Sia Di Cesare che Vicari sono marcatori vecchio stile, che si esaltano nelle battaglie in area di rigore ed emergono nei duelli fisici con gli attaccanti. In questo Vicari è un’eminenza: solido nei duelli aerei, smaliziato nell’uso del corpo e roccioso anche negli uno contro uno. Il suo rendimento e quello di Di Cesare, oltre ad un Brenno in crescita, valgono la terza difesa del campionato, un dato parzialmente corroborato dagli xG subiti, che presentano una leggera overperformance.
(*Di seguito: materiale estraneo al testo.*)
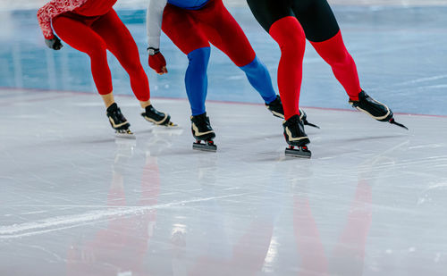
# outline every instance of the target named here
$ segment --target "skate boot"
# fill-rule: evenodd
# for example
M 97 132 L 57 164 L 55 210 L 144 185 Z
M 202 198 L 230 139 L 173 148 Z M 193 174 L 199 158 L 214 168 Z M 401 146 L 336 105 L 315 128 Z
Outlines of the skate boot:
M 270 104 L 266 104 L 267 109 L 274 114 L 274 116 L 284 119 L 284 109 L 283 108 L 283 103 L 279 95 Z
M 307 144 L 310 143 L 306 132 L 304 132 L 304 124 L 299 120 L 299 115 L 293 115 L 289 120 L 283 122 L 284 128 L 284 138 L 289 144 L 285 149 L 285 155 L 293 157 L 310 158 L 311 152 Z M 295 146 L 298 147 L 295 149 Z
M 283 103 L 281 102 L 281 97 L 279 96 L 279 95 L 276 96 L 274 101 L 270 104 L 266 104 L 266 106 L 274 114 L 274 116 L 284 119 L 284 109 L 283 108 Z M 309 127 L 319 129 L 318 126 L 308 121 L 308 116 L 306 115 L 304 110 L 302 110 L 301 108 L 299 108 L 299 114 L 304 125 L 308 125 Z
M 116 103 L 107 107 L 107 117 L 109 118 L 110 125 L 115 130 L 116 137 L 135 138 L 135 135 L 129 129 L 131 124 L 127 121 L 124 115 L 122 115 Z
M 162 113 L 157 111 L 152 106 L 152 105 L 146 106 L 146 111 L 141 113 L 146 121 L 152 122 L 157 126 L 164 126 L 164 127 L 176 127 L 177 125 L 173 123 L 171 120 L 171 116 L 165 113 Z
M 377 121 L 388 121 L 408 130 L 406 126 L 394 121 L 392 112 L 388 106 L 373 99 L 363 90 L 358 94 L 358 101 L 350 99 L 350 105 Z
M 215 130 L 211 128 L 207 113 L 191 116 L 191 131 L 196 139 L 196 142 L 192 144 L 193 149 L 212 152 L 217 150 L 217 146 L 213 142 L 213 138 L 215 137 Z M 204 141 L 205 144 L 202 144 L 201 141 Z
M 320 128 L 317 125 L 313 124 L 313 123 L 308 121 L 308 114 L 306 114 L 306 113 L 304 112 L 304 110 L 302 110 L 301 108 L 299 108 L 299 120 L 301 120 L 301 121 L 303 122 L 303 124 L 305 126 L 309 126 L 309 127 L 313 127 L 313 128 L 316 128 L 316 129 L 319 129 Z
Il Bari continua a manifestare diversi problemi anche senza palla, come la tendenza a schiacciarsi troppo che consente ai centrocampisti avversari di giocare a palla scoperta e arrivare facilmente in area, ma la presenza di Vicari e Di Cesare continua a garantire solidità. Alle loro spalle non fanno mancare il loro apporto Zuzek, inappuntabile quando impiegato in questa stagione e che resterà come dichiarato dal suo procuratore ai nostri microfoni, e Matino, la cui prestazione a Marassi è stata tra le note liete della serata.
Sibilli-dipendenza
Tra gli aspetti positivi non si può prescindere dal menzionare Giuseppe Sibilli, miglior giocatore del Bari e tra i migliori dell’intera categoria in questa prima metà di campionato. In poco più di cinque mesi ha eguagliato e poi superato il suo numero di gol stagionali, che, nonostante sia difficile crederlo dopo averlo ammirato in questo scorcio di stagione, era di sole 5 marcature. Oltre ad essere per distacco il top scorer del Bari è primo per xG prodotti, primo xA (Expected Assist) prodotti, secondo tiri ogni 90 minuti alle spalle di Diaw e secondo per tiri in porta ogni 90 minuti alle spalle di Nasti. Inoltre, secondo i dati di SofaScore, è nettamente il calciatore del Bari che effettua più dribbling (1,8 ogni 90 minuti).
All’efficacia Sibilli aggiunge un’estetica che lo rende uno dei calciatori più entusiasmanti dell’intera categoria, al pari dei vari Vazquez, Mane e Bernabé. Le doti balistiche erano note da tempo, ma vederlo battagliare e danzare in mezzo al campo, agendo di spada e di fioretto, ha spesso ridestato un tifo barese infiacchito dalle prestazioni scialbe del resto della squadra. Gli esempi più lampanti sono le sfide contro Modena e Ascoli, partite soporifere disequilibrate dai suoi lampi di classe.
Contro i canarini una sgroppata verticale culminata con un diagonale radente passata in sordina per l’immediato pareggio avversario; contro l’Ascoli un’altra sgroppata, decorata con un paio di dribbling e un destro risolutivo. Con ogni probabilità il reparto offensivo del Bari subirà un consistente rinnovamento nel mese di gennaio, ma è altrettanto certo che il trascinatore della squadra sarà ancora Giuseppe Sibilli.